Why does the following code produce an access violation error? (PC ver 7.00.350)
#include <stdio.h>
#include <stdlib.h>
int main(void)
{ char *c = "xxx...xxx";
sprintf(c+3, "%d", 123);
printf(c); // should print: xxx123
return 0;
}
It's because you are trying to change a string constant.
#include <stdio.h>
#include <stdlib.h>
int main(void)
{ char c[12] = "xxx...xxx";
sprintf(&c[3], "%d", 123);
printf(c); // should print: xxx123
return 0;
}
Or, most correctly....
#include <stdio.h>
#include <stdlib.h>
int main(void)
{ char c[8];
sprintf(c, "xxx%d", 123);
printf(c); // should print: xxx123
return 0;
}
Thanx -- I "should" have thought about it but... :)
This one works okay too:
#include <stdio.h>
#include <stdlib.h>
int main(void)
{ char c[] = "xxx...xxx"; // <--- c[] instead of *c
sprintf(c+3, "%d", 123);
printf(c); // should print: xxx123
return 0;
}
Quote from: akko on July 13, 2012, 01:34:56 PM
Thanx -- I "should" have thought about it but... :)

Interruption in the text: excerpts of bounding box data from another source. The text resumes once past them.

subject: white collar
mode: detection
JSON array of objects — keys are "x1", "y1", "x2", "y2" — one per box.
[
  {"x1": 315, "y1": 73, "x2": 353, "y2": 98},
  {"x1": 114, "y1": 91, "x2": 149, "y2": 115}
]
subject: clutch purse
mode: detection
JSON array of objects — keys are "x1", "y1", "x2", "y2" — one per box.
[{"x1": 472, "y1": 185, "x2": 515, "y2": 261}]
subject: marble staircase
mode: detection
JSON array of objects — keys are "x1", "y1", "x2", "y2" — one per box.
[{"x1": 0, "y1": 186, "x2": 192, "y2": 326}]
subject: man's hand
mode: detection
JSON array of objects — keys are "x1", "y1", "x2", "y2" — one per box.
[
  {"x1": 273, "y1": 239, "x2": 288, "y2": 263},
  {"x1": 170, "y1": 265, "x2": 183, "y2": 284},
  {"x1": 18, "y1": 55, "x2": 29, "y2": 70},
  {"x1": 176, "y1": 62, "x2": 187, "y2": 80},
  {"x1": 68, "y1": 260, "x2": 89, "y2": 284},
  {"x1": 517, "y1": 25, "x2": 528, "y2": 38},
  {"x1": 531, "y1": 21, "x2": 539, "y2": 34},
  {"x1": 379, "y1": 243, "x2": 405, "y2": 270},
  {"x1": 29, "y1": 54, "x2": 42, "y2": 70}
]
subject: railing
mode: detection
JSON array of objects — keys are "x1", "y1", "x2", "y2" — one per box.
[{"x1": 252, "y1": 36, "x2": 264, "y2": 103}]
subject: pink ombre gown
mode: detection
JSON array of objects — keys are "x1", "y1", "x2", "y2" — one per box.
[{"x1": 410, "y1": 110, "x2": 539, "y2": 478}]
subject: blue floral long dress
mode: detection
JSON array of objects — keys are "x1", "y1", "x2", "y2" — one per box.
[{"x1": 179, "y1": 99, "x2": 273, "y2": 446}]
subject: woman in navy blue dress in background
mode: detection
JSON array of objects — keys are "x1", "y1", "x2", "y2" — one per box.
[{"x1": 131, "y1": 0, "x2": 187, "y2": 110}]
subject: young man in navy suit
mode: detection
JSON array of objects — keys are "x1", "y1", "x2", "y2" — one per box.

No worries... glad I could help.
Quote from: akko on July 13, 2012, 11:53:53 AM
Why does the following code produce an access violation error? (PC ver 7.00.350)
Don't know if it is clear to you. The error is not in the sprintf call but in
char *c = "xxx...xxx";
Quote from: czerny on July 13, 2012, 07:11:22 PM
Don't know if it is clear to you. The error is not in the sprintf call but in
char *c = "xxx...xxx";
Hi Czerny:
There's nothing wrong with using a pointer to a string constant, it's done all the time.
The access violation comes from attempting to change a constant value; the string in this case.